Milhares de pessoas por aí almejam a vida dos famosos. Uns por causa do dinheiro, outros pelas mordomias, outros pela fama ou pela beleza. E a maioria por tudo isso junto. Confesso que não consigo compreender profundamente a razão disso. Não vou ser hipócrita a ponto de dizer que nunca me imaginei como celebridade. Mas quando isso ocorreu foi por motivos talvez mais modestos, como por exemplo, a possibilidade de chamar a atenção para assuntos importantes.

Essa busca incessante por reconhecimento é intrínseca ao ser humano. Trabalhamos, somos bons em algo e queremos que os outros saibam disso. O problema nasce quando a fama se torna mais importante do que o trabalho realizado. A grande maioria que deseja a fama, não faz nada prático para conquistá-la, apenas cuidam e recuidam da vida de famosos, como se fosse possível se tornar conhecido apenas repetindo os passos alheios. O pior é que essa possibilidade existe. Infelizmente. Embora deva ser profundamente humilhante ser famoso por copiar idéias.

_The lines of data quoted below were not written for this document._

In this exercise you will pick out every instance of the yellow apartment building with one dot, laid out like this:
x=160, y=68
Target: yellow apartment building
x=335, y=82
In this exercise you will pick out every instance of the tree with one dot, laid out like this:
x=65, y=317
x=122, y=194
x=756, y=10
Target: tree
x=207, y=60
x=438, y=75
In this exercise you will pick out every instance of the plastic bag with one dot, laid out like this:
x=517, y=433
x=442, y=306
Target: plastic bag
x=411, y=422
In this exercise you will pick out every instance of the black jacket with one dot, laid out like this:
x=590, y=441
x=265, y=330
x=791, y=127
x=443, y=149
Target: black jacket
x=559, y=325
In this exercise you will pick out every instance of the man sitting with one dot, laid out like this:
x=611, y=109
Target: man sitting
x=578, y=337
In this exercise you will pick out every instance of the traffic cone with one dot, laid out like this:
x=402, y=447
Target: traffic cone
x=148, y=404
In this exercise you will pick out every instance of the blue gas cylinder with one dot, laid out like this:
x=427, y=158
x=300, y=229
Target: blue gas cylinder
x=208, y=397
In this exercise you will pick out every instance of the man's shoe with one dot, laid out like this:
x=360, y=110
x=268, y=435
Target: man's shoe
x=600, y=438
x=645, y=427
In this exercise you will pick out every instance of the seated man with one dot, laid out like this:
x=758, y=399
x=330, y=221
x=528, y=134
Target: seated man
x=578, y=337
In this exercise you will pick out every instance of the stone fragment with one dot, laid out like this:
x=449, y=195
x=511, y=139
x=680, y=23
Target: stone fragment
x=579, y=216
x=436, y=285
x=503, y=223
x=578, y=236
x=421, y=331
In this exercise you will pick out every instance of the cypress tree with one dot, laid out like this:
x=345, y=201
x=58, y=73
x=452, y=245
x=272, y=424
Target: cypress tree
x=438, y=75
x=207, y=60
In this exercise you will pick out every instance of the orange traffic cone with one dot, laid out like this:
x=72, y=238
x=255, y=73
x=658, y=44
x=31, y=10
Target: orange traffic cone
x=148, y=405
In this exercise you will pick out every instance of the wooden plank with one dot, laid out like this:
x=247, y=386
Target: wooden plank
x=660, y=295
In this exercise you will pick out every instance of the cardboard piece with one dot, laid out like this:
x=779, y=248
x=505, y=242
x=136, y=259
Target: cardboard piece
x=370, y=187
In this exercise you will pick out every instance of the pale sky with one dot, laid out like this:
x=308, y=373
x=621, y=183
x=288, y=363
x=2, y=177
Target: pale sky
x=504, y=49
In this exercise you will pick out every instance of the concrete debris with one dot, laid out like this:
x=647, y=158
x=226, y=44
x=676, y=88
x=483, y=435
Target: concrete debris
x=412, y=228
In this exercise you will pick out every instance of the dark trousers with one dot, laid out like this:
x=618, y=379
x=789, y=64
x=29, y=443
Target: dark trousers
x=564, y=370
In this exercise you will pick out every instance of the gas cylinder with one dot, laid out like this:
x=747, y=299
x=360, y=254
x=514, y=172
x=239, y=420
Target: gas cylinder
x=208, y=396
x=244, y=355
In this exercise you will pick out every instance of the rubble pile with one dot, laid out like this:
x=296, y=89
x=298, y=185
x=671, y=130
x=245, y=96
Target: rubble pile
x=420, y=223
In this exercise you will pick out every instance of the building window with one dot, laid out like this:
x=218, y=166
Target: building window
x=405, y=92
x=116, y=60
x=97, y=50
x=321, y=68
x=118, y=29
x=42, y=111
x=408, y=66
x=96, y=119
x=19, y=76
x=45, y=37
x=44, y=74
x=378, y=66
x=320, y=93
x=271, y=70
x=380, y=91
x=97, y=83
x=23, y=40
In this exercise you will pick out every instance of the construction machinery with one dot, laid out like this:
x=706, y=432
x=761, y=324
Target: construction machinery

Ao contrário, há muitas celebridades que não querem ser famosas. As chamadas personalidades são as pessoas que fazem um trabalho sério, sem almejar a fama, só que, infelizmente, suas funções têm essa conseqüência. Essas sim são dignas de admiração. Pagam o alto preço de serem constantemente vigiadas, mas ainda assim trabalham direito e com amor. Precisam se submeter às constantes intromissões de um público tão volúvel quanto as ações bancárias. Deixam de sair e até de comer, por causa dos olhos vorazes de seus fãs-inimigos, que hoje amam e amanhã odeiam. Não deve ser nada fácil aguentar esse mundo cruel da fama, que movimenta milhões de dólares em todo o planeta.

Dinheiro que poderia ser investido em causas mais nobres do que fofoca. Claro que todos gostamos de saber um pouquinho sobre a vida alheia, mas desde que isso não afete nossos afazeres ou nos iluda ao ponto de passarmos a viver a vida do outro. Com tantas notícias trágicas que nos são despejadas diariamente, é bom ter um pouquinho de entretenimento, de ilusão. Sim, porque essa vida de glamour é composta muito mais por fantasia que por realidade. As celebridades são seres humanos e padecem dos mesmos problemas e anseios que nós, desconhecidos. A diferença é que eles têm suas vidas estampadas nos jornais e revistas. Algo que me parece complicar muito as coisas.

Imagine que seu marido lhe traia ou você brigue feio com um colega de trabalho e dez minutos depois há dezenas de notícias sobre o assunto em vários locais. E o pior, as informações estão bem distorcidas e você, que nem teve culpa, está como o vilão da história. Pois é. Não parece bacana. Parece invasivo, ofensivo e até cruel. Eu não aguentaria isso nem por um dia. Mas há quem clame por isso. Desculpe-me os que pensam assim, mas acho que pode haver nisso alguma carência não resolvida na infância/adolescência.

Enquanto a vida alheia interessar mais do que a falha na educação, a falta de alimento, a precariedade da saúde, as guerras no mundo, os preconceitos e tantas misérias existentes, o ser humano será medíocre, porque as nossas preferências refletem o que somos. Talvez devêssemos olhar um pouco mais para as injustiças que ocorrem com homens, mulheres e crianças que sobrevivem em um mundo real, sem glamour ou entretenimento. Dessa forma, poderíamos reencontrar a essência humana, a decência e, quem sabe, o reconhecimento por algo bem feito, quiçá mais divino do que humano.